Necesitas claridad, buenas fotos y un sistema simple que puedas repetir.
En esta guía te voy a contar, en versión aterrizada:
- Dónde conviene vender (y dónde no).
- Qué tienes que tener claro antes de subir la primera prenda.
- Cómo deberían ser las fotos para que la ropa se vea deseable.
- Qué poner en cada ficha de producto para que la gente no dude.
- Y qué hacer para que entre tráfico (porque sin visitas no hay ventas).

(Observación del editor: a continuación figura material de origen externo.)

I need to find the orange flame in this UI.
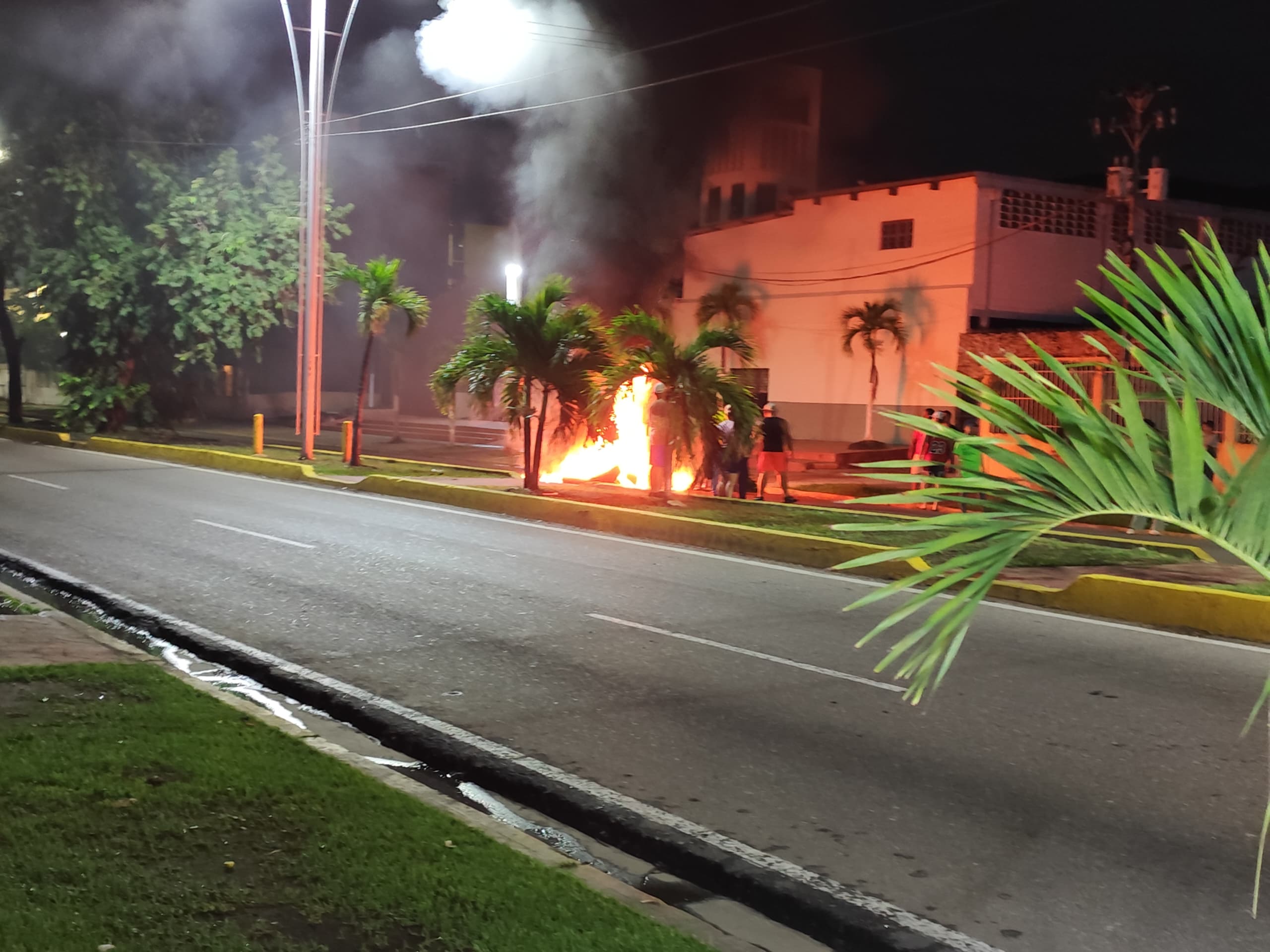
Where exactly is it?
[538,377,694,492]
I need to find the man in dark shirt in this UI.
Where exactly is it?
[758,404,798,503]
[646,382,671,500]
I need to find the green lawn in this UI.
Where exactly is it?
[190,443,509,477]
[553,486,1193,567]
[0,592,39,614]
[0,664,705,952]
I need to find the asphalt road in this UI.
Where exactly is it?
[7,442,1270,952]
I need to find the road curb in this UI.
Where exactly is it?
[0,425,71,447]
[0,552,992,952]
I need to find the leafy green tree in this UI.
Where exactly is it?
[0,108,52,426]
[432,276,608,492]
[140,138,349,369]
[697,281,758,371]
[596,311,758,477]
[842,297,908,439]
[335,258,428,466]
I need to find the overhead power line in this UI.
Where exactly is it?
[331,0,826,127]
[327,0,1016,136]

Vender ropa online no es solo subir fotos
La mayoría de las tiendas que no venden tienen uno de estos problemas:
- No se entiende qué las hace diferentes.
- Las fotos se ven caseras o desparejas.
- La gente no confía en la web (pocas señales de seguridad, poca información).

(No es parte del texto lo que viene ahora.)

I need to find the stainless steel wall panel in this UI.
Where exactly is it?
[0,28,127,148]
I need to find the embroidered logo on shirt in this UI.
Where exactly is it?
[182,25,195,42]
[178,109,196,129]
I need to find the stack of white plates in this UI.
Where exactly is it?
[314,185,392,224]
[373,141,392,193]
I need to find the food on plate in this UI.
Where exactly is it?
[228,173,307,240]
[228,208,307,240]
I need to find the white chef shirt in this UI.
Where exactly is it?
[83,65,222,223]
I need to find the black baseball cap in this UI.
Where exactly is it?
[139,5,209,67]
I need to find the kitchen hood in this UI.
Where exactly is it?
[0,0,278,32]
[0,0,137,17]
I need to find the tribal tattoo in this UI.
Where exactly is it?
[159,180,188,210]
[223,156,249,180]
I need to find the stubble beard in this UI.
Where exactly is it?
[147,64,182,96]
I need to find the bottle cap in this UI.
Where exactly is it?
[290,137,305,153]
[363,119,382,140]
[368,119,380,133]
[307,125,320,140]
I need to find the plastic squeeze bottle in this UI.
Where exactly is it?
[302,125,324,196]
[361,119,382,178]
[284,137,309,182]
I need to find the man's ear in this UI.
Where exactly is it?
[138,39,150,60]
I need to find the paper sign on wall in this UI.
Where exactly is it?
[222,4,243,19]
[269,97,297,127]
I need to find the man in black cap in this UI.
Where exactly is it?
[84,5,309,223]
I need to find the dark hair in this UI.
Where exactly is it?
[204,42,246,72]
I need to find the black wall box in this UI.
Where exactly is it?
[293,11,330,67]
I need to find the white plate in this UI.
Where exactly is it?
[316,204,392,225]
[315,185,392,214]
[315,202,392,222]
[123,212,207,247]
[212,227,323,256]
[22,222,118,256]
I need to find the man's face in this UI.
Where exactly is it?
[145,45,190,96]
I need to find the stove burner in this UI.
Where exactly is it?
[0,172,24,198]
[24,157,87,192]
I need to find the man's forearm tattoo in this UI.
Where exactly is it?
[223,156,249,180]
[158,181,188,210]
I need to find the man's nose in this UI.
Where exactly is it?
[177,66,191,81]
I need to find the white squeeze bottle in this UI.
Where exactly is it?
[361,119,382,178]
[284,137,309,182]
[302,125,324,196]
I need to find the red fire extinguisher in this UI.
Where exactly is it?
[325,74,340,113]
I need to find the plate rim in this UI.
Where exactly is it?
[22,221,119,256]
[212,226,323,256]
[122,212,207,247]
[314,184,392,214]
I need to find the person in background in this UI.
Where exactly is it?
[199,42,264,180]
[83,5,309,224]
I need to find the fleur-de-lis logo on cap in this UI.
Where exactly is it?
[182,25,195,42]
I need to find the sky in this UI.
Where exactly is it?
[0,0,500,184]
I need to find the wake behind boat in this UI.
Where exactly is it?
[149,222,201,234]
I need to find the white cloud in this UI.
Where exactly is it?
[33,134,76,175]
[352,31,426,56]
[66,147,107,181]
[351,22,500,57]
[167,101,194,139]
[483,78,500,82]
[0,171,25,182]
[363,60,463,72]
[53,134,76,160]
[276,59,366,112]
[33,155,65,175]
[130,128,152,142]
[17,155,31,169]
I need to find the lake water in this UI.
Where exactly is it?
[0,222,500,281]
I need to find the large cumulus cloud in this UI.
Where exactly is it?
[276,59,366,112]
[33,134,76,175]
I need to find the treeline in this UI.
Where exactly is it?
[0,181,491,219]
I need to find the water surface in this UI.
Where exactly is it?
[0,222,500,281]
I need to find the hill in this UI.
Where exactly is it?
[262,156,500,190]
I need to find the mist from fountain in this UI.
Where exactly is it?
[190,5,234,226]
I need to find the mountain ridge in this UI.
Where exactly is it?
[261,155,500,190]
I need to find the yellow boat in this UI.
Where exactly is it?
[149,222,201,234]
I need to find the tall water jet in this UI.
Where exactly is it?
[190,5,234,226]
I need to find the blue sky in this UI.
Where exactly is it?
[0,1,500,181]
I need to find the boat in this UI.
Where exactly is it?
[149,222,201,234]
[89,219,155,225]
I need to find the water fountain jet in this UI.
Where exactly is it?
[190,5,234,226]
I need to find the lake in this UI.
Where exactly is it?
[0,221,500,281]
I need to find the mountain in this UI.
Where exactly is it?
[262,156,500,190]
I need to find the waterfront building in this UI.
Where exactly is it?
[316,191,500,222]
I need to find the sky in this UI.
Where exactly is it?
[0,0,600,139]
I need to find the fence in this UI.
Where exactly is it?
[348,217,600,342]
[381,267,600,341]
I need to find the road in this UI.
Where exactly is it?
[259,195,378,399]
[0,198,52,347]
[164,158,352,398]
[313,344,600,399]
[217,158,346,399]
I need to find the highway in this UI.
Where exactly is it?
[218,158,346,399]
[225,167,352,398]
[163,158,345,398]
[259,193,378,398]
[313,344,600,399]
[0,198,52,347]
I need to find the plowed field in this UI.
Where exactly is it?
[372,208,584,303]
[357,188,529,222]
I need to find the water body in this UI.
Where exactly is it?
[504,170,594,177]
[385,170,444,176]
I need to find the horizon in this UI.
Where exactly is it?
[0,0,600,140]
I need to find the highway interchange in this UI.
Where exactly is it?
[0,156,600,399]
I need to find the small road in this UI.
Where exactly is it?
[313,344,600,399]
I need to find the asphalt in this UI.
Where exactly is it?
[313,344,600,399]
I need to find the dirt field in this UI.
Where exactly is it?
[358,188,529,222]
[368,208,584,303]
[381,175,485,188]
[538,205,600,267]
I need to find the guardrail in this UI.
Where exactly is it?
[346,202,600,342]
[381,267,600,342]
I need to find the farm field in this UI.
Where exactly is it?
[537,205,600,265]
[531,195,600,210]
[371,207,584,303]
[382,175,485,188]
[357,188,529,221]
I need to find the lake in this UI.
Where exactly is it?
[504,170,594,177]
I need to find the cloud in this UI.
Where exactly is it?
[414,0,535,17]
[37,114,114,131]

- No llega suficiente tráfico como para validar nada.
Así que vamos por partes.
Elige tu “territorio”: ¿dónde vas a vender?
Antes de hablar de fotos o anuncios, decide dónde quieres concentrar el esfuerzo:
a) Tienda propia (Shopify / WooCommerce / similar)
Ventajas:
- Marca 100% tuya.
- Control total del diseño y la experiencia.
- Construyes un activo a largo plazo.
Desventajas:
- Nadie te conoce: tienes que generar tráfico tú.
- Más trabajo de configuración al principio.
b) Marketplaces (Mercado Libre, Etsy, etc.)
Ventajas:
- Hay tráfico constante.
- Gente ya confiando en el sistema de pagos/envíos.
Desventajas:
- Mucha competencia directa.
- Tu marca se diluye dentro de la plataforma.
- Comisiones.
c) Redes sociales (Instagram, TikTok, Facebook Shop)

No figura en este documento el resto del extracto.